Pettiness of it all outshone by United's class to hold off Reds
IT was just as well that the second half began so brightly, as we were in danger of remembering this latest fixture between England's two most successful clubs as the most vitriolic in its history.
Within a minute of the second half kicking off, as if under instruction to make this a memorable footballing occasion, Manchester United took the lead. Ryan Giggs swung a corner towards the near post, where, under pressure from Michael Carrick, Jordan Henderson could only skim the ball off the top of his head. It shot across the box and fell invitingly for a completely unmarked Wayne Rooney, who swept his shot home with real conviction.
A minute later, Antonio Valencia robbed Jay Spearing on the edge of the Liverpool penalty area, released a quick pass to Rooney, who hammered his effort under Jose Reina. What a relief to be able to concentrate on the football.
The match began with ugly pettiness. Into a tense and fraught atmosphere, Luis Suarez had interposed himself like an Alka Seltzer dropped into a glass of water. Despite the fact that on Wednesday his manager said he definitely would engage in formal pleasantries, during the handshake before kick off, Suarez refused Patrice Evra's hand.
Next in line, United's keeper David De Gea tried to pull Suarez's arms towards Evra's still extended hand, but the Uruguayan brushed him off. It is, presumably, how you demonstrate the act of moving on in South American culture.
With the biliousness dial now turned up, the first half was forgettable. Maybe the players could not concentrate on the requirements of the match, diverted as they were by the politics.
Liverpool, with Spearing and Steven Gerrard shielding their defence, played deep and conservative. For some reason, eschewing the muscular approach that had unsettled United's keeper at Anfield a fortnight before, they played with Suarez on his own up front.

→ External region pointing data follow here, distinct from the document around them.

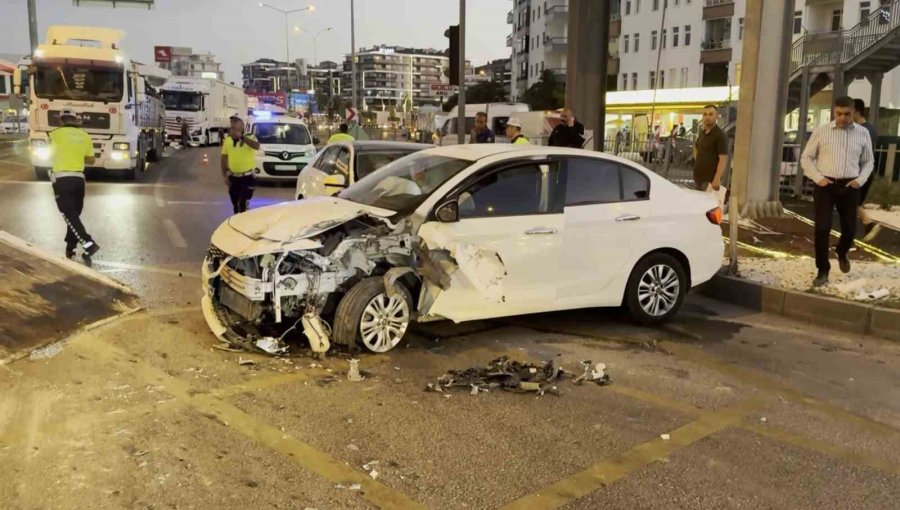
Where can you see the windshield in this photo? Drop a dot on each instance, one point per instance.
(404, 184)
(183, 101)
(83, 83)
(288, 134)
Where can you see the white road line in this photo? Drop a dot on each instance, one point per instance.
(174, 234)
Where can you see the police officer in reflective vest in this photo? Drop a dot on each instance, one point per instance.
(514, 132)
(70, 149)
(238, 163)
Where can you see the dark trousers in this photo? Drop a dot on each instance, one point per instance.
(240, 190)
(826, 199)
(69, 193)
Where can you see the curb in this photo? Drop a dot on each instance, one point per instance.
(847, 316)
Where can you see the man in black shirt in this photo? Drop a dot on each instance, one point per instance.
(569, 132)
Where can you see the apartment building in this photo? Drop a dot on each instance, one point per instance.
(182, 61)
(396, 76)
(700, 41)
(539, 41)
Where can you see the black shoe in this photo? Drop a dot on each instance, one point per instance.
(844, 263)
(821, 279)
(89, 251)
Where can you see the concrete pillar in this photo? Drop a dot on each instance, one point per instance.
(761, 108)
(875, 99)
(802, 127)
(591, 48)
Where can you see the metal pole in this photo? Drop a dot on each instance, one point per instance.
(32, 24)
(461, 103)
(353, 55)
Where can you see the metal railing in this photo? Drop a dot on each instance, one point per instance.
(840, 47)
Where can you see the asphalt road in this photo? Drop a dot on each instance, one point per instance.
(724, 408)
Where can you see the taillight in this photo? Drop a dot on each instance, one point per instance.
(714, 216)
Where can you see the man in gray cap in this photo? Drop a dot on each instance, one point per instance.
(71, 149)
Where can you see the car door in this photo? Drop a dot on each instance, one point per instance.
(606, 206)
(506, 242)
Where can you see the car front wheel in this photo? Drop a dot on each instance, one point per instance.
(367, 316)
(656, 289)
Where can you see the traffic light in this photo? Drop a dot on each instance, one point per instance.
(452, 33)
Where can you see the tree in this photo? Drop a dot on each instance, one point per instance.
(548, 93)
(482, 92)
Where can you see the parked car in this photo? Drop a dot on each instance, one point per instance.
(340, 164)
(286, 147)
(13, 125)
(461, 233)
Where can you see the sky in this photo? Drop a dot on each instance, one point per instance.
(239, 31)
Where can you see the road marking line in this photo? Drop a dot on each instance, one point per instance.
(606, 473)
(234, 419)
(147, 269)
(174, 234)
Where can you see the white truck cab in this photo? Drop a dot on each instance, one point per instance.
(285, 146)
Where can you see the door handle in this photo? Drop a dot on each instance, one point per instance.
(540, 231)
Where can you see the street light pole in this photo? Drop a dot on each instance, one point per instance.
(287, 33)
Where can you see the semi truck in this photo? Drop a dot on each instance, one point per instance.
(116, 99)
(205, 104)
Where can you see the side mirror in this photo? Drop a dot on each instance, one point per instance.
(448, 212)
(337, 179)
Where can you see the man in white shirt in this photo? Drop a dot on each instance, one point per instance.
(838, 159)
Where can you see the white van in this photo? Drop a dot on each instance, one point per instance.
(498, 114)
(286, 147)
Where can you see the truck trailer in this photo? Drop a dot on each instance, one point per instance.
(84, 69)
(205, 104)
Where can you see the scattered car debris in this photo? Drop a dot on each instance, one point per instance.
(353, 374)
(503, 374)
(594, 373)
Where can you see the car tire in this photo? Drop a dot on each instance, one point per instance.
(359, 316)
(42, 173)
(656, 289)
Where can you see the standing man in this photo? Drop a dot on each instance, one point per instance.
(859, 117)
(342, 135)
(481, 133)
(71, 149)
(838, 158)
(568, 133)
(710, 151)
(238, 162)
(514, 132)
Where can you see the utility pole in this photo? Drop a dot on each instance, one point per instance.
(353, 56)
(591, 48)
(461, 104)
(32, 24)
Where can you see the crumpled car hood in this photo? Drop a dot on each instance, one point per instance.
(300, 219)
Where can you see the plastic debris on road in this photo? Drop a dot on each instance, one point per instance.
(513, 376)
(272, 345)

A swift break from the South American, terminated by Rio Ferdinand's lunging challenge, was the sum of their attacking enterprise.
But then United, despite the occasional flourish from Rooney, Valencia and Danny Welbeck, offered little more. This was a half featuring more square balls than a convention of Lego men.
And then, just before the break, Suarez, who had been playing as if the world was conspiring against him, booted the ball at Valencia after the whistle for time had sounded.
In the tunnel, as the players made their way to the dressing rooms, there was an extended altercation between Suarez and several United players, led by their skipper Evra. The police intervened. And those who admire this game sighed at the woeful pettiness of it all.
What a relief, then, that something approaching a match broke forth in the second half.
United, comfortably ahead and comfortable on the ball, maintained possession and control. Paul Scholes and Giggs, the oldest midfield combination in town, pulled the strings; Rooney looked in the mood to win it on his own. But comfortable is what Chelsea thought they were last weekend.
And an excellent finish by -- much to the pleasure of visiting fans -- Suarez, after a Charlie Adam freekick was not properly dealt with by the United defence, made the last 10 minutes more nervy for the home side.
Indeed, it was only another fantastic save by De Gea from Glen Johnson's sharp, long-range shot in injury time that preserved the points for United.
Oh, and just for the record, Evra didn't shake Suarez's hand after the final whistle. He did a merry, celebratory jig round the entire ground instead.